Arabidopsis transgene seedlings were ground to a fine powder in liquid nitrogen. Proteins were extracted in buffer containing 50 mM Tris-HCl, pH 7.5, 100 mM NaCl; 2 mM EDTA (Sigma-Aldrich, V900106); 1 mM NaF (Sigma-Aldrich, S7920); 1 mM NaVO₃ (Sigma-Aldrich, 590088); 1 mM PMSF (Roche, 10837091001); 10 mM beta-glycerol phosphate (Sigma-Aldrich, 50020); 0.5% (v/v) Triton X-100 (Sigma-Aldrich, X100); and 1xprotease inhibitor cocktail (Sigma-Aldrich, P8340). Extracts were incubated 10 min at 4°C and centrifuged for 10 min at 12,000 g at 4°C, and add 6xSDS loading buffer to supernatant, and boiled for 5 min.

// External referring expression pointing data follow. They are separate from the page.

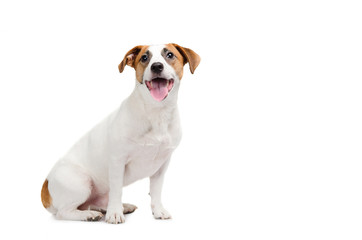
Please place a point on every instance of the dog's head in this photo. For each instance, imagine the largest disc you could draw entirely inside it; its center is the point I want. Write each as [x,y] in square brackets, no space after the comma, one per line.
[159,68]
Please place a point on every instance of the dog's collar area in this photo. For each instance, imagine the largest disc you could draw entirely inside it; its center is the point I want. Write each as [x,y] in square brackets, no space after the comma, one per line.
[159,87]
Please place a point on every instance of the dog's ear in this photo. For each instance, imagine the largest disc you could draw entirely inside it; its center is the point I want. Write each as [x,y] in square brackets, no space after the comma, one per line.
[129,58]
[189,57]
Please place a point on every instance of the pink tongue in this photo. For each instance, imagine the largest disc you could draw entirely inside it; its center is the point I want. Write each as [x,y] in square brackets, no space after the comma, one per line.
[159,91]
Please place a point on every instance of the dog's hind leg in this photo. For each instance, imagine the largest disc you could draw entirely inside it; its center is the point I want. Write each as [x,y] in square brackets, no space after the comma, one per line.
[70,187]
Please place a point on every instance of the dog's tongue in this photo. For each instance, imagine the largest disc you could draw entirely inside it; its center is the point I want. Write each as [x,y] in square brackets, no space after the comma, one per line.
[159,90]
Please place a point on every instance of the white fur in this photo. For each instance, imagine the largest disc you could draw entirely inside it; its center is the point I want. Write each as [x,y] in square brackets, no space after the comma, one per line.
[134,142]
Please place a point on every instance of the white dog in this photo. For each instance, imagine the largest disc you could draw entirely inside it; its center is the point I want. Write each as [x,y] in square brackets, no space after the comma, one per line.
[134,142]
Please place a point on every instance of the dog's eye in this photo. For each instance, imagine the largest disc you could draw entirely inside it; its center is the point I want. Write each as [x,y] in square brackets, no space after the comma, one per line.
[170,55]
[144,58]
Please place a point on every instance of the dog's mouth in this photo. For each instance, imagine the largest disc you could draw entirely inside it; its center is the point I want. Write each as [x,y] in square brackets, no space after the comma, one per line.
[159,88]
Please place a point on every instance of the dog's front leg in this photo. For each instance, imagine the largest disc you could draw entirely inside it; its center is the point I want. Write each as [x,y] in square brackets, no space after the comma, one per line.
[156,182]
[115,207]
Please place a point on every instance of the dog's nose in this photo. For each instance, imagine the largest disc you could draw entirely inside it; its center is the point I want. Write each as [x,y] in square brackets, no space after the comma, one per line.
[157,67]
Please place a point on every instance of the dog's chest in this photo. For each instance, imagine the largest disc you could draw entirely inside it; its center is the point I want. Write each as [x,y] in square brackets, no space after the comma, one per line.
[151,149]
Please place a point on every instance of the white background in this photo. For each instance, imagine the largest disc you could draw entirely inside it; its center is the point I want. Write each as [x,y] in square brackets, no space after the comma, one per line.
[271,118]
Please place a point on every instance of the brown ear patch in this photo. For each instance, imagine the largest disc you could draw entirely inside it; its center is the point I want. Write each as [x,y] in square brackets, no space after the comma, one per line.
[189,56]
[177,64]
[132,59]
[46,199]
[129,58]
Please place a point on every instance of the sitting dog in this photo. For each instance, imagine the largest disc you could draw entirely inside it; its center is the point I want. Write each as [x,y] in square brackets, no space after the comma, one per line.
[134,142]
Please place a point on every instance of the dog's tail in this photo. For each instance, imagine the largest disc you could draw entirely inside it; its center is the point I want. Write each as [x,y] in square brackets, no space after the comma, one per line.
[46,199]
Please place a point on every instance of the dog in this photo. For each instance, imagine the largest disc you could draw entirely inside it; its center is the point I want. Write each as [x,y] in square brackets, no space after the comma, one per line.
[134,142]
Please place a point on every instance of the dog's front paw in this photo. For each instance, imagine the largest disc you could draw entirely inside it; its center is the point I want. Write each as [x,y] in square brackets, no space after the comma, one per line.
[115,217]
[160,213]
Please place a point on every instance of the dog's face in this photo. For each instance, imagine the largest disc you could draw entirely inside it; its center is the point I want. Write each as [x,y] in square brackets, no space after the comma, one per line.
[159,68]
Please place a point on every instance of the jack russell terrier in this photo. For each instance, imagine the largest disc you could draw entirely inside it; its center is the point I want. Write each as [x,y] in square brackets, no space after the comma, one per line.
[134,142]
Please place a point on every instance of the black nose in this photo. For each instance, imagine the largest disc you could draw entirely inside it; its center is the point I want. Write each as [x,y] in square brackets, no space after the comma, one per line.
[157,67]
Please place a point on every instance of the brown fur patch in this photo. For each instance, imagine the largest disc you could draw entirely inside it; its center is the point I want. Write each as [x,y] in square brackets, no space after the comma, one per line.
[140,67]
[46,199]
[178,62]
[189,56]
[132,58]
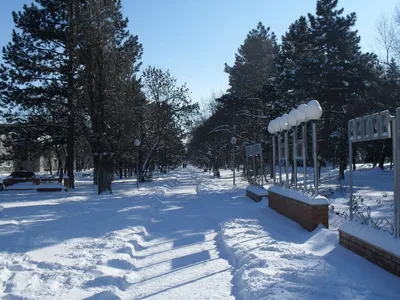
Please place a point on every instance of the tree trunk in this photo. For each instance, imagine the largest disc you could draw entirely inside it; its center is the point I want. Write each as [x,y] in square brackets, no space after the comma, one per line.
[71,96]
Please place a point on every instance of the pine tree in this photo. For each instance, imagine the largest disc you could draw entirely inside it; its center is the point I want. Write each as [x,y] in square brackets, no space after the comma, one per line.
[37,78]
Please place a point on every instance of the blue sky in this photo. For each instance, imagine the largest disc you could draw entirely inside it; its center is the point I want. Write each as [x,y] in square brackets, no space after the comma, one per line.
[194,38]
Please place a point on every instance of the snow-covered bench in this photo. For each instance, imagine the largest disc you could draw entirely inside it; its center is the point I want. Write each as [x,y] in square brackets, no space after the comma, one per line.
[307,211]
[256,193]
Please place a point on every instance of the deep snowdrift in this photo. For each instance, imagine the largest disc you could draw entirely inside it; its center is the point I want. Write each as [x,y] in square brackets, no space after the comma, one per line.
[186,235]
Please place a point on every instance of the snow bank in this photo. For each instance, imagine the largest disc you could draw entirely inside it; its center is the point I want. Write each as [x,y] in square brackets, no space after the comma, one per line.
[257,190]
[373,236]
[21,186]
[318,200]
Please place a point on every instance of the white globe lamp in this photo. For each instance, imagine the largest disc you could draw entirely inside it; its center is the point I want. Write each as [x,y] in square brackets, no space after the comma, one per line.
[314,110]
[293,118]
[302,113]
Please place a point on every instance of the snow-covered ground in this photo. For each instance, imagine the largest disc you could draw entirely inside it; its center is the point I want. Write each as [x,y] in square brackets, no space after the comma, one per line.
[185,235]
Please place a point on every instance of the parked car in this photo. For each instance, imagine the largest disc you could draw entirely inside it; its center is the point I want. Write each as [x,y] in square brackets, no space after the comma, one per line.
[17,177]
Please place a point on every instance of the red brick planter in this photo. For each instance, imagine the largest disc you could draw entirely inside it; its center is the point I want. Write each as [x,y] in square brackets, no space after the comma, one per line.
[255,193]
[362,240]
[306,211]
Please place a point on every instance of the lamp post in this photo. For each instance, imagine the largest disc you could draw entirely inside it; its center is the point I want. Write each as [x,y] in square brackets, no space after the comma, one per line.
[302,118]
[314,112]
[271,130]
[137,144]
[233,142]
[277,122]
[209,161]
[283,123]
[293,123]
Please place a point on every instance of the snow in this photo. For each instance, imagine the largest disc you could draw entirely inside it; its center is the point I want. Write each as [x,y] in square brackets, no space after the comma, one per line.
[186,235]
[318,200]
[257,190]
[373,236]
[22,186]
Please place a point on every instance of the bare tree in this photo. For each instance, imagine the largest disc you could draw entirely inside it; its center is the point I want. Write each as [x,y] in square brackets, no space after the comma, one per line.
[386,35]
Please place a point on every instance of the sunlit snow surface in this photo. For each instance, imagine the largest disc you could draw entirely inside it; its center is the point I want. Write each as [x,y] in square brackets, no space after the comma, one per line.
[185,235]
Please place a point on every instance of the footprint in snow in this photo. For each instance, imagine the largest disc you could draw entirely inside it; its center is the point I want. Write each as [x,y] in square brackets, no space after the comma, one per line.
[105,295]
[118,282]
[16,268]
[48,266]
[126,250]
[121,264]
[136,245]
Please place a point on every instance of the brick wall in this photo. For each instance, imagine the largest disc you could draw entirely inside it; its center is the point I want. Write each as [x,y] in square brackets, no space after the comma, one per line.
[254,196]
[308,216]
[374,254]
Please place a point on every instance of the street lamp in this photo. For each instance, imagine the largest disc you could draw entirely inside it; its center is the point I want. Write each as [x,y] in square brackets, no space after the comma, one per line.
[271,130]
[233,142]
[137,144]
[278,130]
[302,119]
[293,123]
[314,112]
[284,125]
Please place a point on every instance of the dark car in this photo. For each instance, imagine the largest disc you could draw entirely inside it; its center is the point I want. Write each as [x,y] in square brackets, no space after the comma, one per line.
[17,177]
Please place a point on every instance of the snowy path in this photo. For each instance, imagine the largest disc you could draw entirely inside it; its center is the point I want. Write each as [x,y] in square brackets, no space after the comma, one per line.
[74,249]
[184,236]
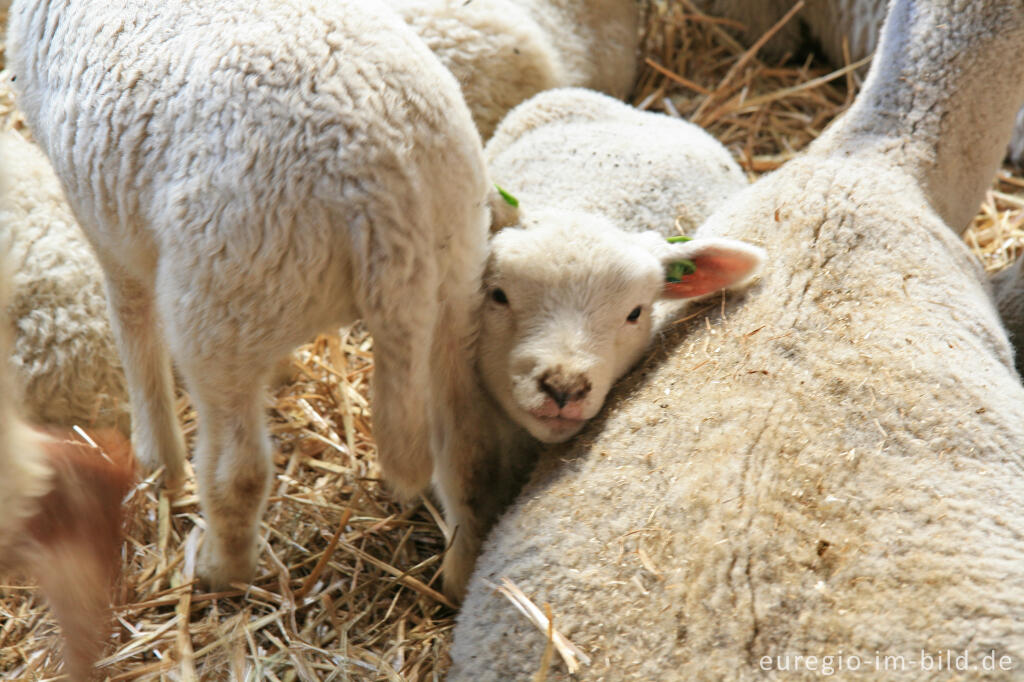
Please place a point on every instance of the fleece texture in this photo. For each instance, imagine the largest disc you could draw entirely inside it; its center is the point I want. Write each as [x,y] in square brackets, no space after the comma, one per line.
[313,164]
[64,355]
[829,466]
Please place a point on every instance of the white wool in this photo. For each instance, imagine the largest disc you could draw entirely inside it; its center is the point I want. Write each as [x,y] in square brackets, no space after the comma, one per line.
[504,51]
[24,473]
[64,354]
[311,165]
[832,465]
[829,24]
[573,283]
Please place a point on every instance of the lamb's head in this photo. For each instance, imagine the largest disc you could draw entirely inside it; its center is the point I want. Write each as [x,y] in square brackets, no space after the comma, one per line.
[568,309]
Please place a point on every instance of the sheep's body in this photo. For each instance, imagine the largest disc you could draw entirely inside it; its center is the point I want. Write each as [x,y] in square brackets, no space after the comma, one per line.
[828,24]
[1008,289]
[504,51]
[64,353]
[643,171]
[313,164]
[581,275]
[833,466]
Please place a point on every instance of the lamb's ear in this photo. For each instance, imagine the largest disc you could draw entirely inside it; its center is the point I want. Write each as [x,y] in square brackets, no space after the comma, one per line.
[702,266]
[504,209]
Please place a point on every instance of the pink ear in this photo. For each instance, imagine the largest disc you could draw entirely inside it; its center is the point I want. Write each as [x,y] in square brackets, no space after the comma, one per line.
[718,267]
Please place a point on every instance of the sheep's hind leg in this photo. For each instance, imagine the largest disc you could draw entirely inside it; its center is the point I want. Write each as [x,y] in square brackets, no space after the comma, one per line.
[156,433]
[232,465]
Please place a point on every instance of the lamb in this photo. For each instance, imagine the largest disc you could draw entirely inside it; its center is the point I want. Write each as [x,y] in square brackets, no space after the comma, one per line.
[313,165]
[504,51]
[64,352]
[829,25]
[573,284]
[829,466]
[60,516]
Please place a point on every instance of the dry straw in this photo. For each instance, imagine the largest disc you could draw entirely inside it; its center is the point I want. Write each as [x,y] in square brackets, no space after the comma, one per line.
[347,587]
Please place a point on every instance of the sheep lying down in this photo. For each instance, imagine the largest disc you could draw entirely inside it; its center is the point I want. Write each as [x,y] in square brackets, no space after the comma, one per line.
[60,512]
[580,278]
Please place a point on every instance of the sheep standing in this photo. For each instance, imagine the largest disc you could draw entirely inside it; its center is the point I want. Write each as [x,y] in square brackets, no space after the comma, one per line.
[64,352]
[829,467]
[312,165]
[829,25]
[60,516]
[504,51]
[573,279]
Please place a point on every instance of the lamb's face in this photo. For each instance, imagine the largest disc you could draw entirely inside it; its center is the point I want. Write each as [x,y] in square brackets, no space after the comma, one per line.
[568,311]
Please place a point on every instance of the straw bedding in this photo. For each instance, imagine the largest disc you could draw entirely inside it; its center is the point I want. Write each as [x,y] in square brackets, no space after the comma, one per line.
[348,585]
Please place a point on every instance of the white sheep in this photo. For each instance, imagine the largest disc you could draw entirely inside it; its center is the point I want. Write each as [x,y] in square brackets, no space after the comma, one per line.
[572,285]
[828,25]
[64,354]
[1008,290]
[504,51]
[60,515]
[313,164]
[833,466]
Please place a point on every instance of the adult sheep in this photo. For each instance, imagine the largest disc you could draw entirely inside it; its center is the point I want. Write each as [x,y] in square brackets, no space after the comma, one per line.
[313,164]
[830,467]
[62,355]
[840,29]
[504,51]
[576,280]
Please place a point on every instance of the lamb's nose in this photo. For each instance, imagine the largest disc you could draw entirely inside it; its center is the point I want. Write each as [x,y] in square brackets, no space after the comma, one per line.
[564,388]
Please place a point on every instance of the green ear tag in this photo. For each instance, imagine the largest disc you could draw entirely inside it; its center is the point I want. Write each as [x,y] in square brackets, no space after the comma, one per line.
[681,268]
[509,199]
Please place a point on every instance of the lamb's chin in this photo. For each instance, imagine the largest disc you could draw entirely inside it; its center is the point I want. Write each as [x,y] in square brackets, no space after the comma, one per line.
[552,429]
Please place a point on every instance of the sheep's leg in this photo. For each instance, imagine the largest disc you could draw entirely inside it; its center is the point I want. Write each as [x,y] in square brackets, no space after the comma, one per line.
[402,389]
[232,465]
[156,433]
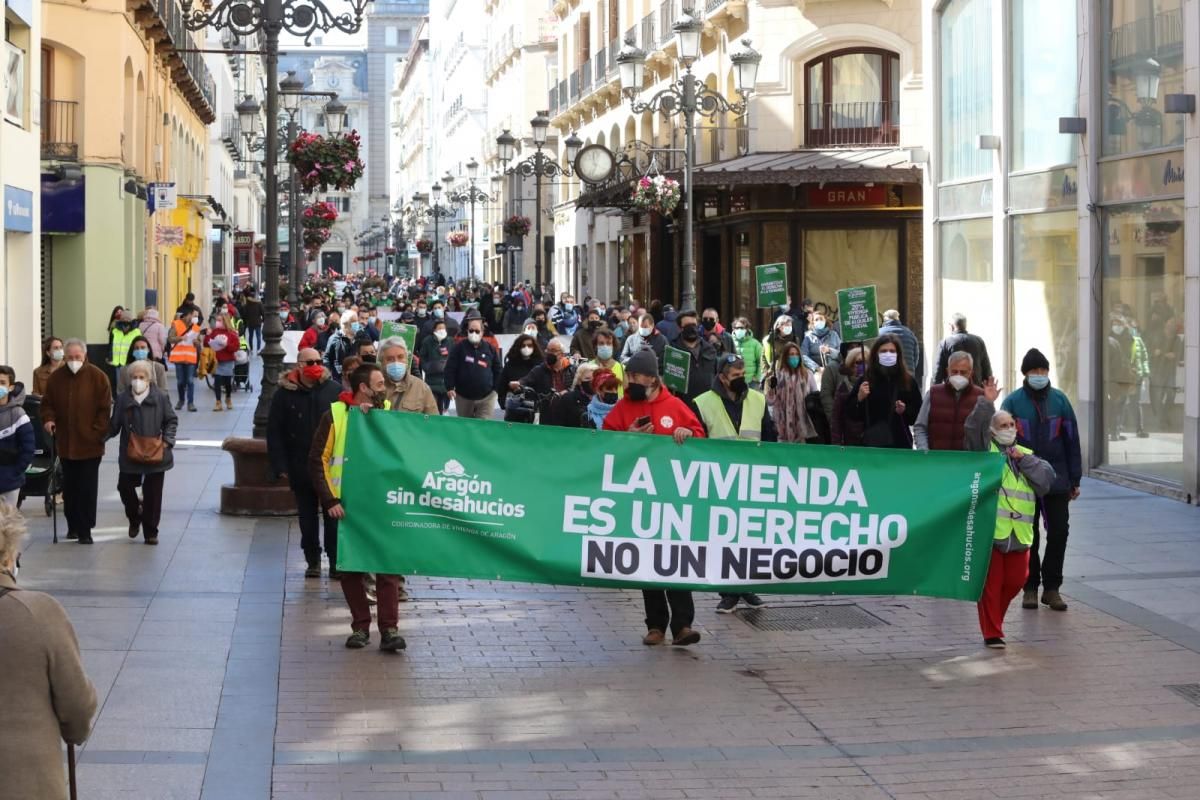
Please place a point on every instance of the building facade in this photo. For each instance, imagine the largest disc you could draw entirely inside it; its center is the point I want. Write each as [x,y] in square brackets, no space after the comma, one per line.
[1083,245]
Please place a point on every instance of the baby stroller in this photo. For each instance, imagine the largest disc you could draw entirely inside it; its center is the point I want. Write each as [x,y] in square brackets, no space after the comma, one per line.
[43,477]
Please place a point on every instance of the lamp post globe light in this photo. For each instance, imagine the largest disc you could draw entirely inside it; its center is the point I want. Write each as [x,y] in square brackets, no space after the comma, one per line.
[688,97]
[301,18]
[538,166]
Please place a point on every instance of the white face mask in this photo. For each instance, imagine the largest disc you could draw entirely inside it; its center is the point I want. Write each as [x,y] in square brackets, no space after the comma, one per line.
[1005,438]
[959,382]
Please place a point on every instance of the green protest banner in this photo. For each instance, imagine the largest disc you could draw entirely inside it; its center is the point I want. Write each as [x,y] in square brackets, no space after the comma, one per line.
[676,366]
[439,497]
[772,280]
[858,313]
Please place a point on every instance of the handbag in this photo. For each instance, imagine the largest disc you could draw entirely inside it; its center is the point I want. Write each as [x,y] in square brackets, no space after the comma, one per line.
[143,450]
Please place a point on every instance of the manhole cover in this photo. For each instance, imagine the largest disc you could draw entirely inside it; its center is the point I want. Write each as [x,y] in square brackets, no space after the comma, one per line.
[809,618]
[1191,692]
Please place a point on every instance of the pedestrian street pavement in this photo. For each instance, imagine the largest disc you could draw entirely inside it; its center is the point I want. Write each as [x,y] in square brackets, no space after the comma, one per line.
[222,675]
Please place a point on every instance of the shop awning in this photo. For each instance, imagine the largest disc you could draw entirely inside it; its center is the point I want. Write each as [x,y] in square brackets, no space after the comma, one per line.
[795,167]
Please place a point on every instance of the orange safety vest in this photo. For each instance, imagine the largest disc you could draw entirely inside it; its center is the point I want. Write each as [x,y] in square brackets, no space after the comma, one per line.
[184,353]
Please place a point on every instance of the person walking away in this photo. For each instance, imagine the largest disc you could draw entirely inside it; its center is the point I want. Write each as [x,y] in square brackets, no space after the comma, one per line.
[787,391]
[733,410]
[959,340]
[143,416]
[647,397]
[142,350]
[702,353]
[225,344]
[76,413]
[946,407]
[46,695]
[53,356]
[1025,479]
[435,352]
[406,391]
[471,374]
[304,396]
[750,349]
[155,332]
[252,318]
[909,343]
[1047,425]
[17,443]
[886,400]
[367,386]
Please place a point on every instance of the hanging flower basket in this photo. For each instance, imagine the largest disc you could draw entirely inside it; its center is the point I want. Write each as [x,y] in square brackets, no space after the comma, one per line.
[517,226]
[327,162]
[658,193]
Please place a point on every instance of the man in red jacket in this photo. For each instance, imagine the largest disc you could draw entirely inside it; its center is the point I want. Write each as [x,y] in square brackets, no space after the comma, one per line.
[649,407]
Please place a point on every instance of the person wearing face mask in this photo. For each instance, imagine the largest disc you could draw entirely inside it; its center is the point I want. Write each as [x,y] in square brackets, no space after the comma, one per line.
[1025,479]
[648,398]
[519,361]
[367,389]
[886,398]
[472,372]
[303,398]
[406,391]
[46,693]
[1047,425]
[946,407]
[143,409]
[17,443]
[52,359]
[703,354]
[142,350]
[76,413]
[606,388]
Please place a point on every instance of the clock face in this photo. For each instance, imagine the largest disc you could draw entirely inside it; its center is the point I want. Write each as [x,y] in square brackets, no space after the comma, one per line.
[594,163]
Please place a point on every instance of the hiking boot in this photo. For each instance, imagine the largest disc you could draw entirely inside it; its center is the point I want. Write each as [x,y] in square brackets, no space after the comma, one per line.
[684,637]
[653,637]
[391,641]
[1054,600]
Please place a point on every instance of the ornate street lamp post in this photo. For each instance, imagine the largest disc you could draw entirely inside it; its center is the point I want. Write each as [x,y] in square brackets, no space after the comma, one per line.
[688,97]
[271,17]
[538,166]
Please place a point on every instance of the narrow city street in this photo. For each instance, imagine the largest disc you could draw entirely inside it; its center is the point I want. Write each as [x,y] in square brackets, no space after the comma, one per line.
[222,674]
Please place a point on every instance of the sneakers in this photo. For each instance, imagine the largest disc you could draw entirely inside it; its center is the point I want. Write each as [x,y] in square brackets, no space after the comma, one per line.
[653,637]
[391,641]
[1054,600]
[684,637]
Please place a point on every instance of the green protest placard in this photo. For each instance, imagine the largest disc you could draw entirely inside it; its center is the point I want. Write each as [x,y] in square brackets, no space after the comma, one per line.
[858,313]
[772,280]
[676,366]
[438,497]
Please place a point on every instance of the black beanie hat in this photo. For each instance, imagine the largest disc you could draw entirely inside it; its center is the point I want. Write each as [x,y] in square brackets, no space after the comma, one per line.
[1033,360]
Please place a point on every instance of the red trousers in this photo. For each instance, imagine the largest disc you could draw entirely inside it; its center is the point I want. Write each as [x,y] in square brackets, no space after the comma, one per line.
[1006,578]
[387,600]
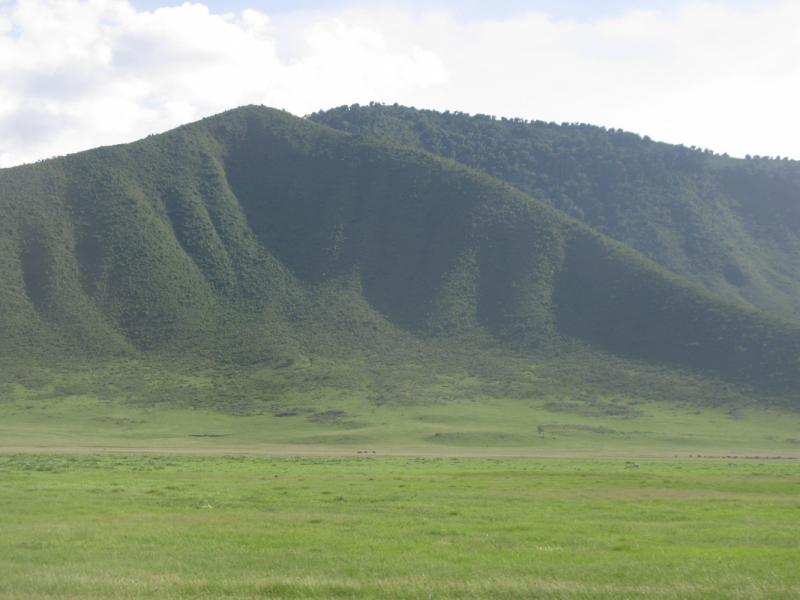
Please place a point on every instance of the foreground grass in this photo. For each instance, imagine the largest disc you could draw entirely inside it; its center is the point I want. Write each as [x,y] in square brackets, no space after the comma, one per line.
[170,526]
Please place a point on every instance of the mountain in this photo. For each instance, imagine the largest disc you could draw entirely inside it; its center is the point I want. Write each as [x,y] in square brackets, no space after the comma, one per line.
[730,225]
[257,237]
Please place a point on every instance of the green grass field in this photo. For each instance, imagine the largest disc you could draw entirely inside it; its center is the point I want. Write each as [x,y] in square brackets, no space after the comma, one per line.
[341,410]
[190,526]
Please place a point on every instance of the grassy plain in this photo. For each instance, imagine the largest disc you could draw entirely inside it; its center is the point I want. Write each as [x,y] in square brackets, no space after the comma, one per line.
[189,526]
[317,411]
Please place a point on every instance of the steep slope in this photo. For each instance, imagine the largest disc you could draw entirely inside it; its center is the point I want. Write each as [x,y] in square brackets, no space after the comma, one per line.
[730,225]
[254,235]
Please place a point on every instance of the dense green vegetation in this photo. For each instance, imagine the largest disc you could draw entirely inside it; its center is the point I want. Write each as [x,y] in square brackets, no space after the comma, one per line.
[730,225]
[172,526]
[255,238]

For immunoblotting, 10% SDS-PAGE gels were run at 80 to 150 V for 2 h before electroblotting on nitrocellulose membrane (Millipore, HATF00010) at 24 V for 1–1.5 h (according to molecule weight of protein). Membranes were rinsed in TBS-Tween 0.1% (v/v) and blocked in 5% (w/v) nonfat milk powder (Sangon Biotech, A600669) in TBS-Tween for 1 h. Primary antibodies were diluted in TBS-Tween solution to the following ratios: mouse anti-GST (Abmart, M20007) 1:5000; mouse anti-GFP 1:5000 (Genscript, A00185-40); mouse anti-HA (NewEast Biosciences, 28003) 1:5000, and incubated overnight. Membranes were washed two times in TBS-Tween before 1 h incubation with secondary antibodies anti-mouse-HRP (CWBio, CW0102S) (1:10000). Signals were visualized using an enhanced chemiluminescence system (Biosharp, BL520A) and a GeneGnome XRQ (Syngene) scanner following the manufacturer’s instructions.

Statistical analysis

In this study, Student’s t-test was used to analyze statistical significance. Data is presented as mean ± SD. Different letters are presented as ρ < 0.01.

Accession numbers

Sequence data from this article can be found in the GenBank/EMBL database or Arabidopsis Genomic Initiative under the following accession numbers: ATG18a (AT3G62770), ATG8a (AT4G21980), ATG5 (AT5G17290), ATG7 (AT5G45900), BAK1 (AT4G33430), BKK1 (AT2G13790), BIK1 (AT2G39660), CFBP (AT1G43670), MPK3 (AT3G45640), MPK4 (AT4G01370), MPK6 (AT2G43790), RbohD (AT5G47910), SnRK2.6 (AT4G33950), NBR1 (AT4G24690).

Acknowledgments

We thank Dr. Jia Li at Lanzhou University for Pro_native:BAK1-GFP/Col-0 transgenic plants, Dr. Jianmin Zhou at Institute of Genetics and Developmental Biology, Chinese Academy of Science for bak1-4 mutant, Dr. Yangrong Cao at Huazhong Agricultural University for providing Pst DC3000 strain and rbohd mutant seeds, Dr. Fengming Song at Zhejiang University for providing B. cinerea strain B05-10 and A. brassicicola, Dr. Mingqiu Dai at Huazhong Agricultural University for providing Agrobacterium tumefaciens strain GV3101, Dr. Feng Li at Huazhong Agricultural University for providing N. benthamiana seeds, Dr. Shunping Yan at Huazhong Agricultural University for providing pCAMBIA1300-nLuc vector and pCAMBIA1300-cLuc vector, Dr. Yueyun Hong at Huazhong Agricultural university for providing ultracentrifuge, Dr. Xia Li at Huazhong Agricultural University and Dr. Zuyu Zheng for critical reading of the manuscript.

Disclosure statement

No potential conflict of interest was reported by the authors.

Supplementary material

Supplemental data for this article can be accessed here.

Additional information

Funding

This work was supported by a Thousand Talents Plan of China-Young Professionals Grant (to Zhibing Lai), the Fundamental Research Funds for the Central Universities Grant [2662014PY054] and [2662015PY185], University Student Research Fund [2016090] and Innovation Training Plan of University Student Fund [201510504023].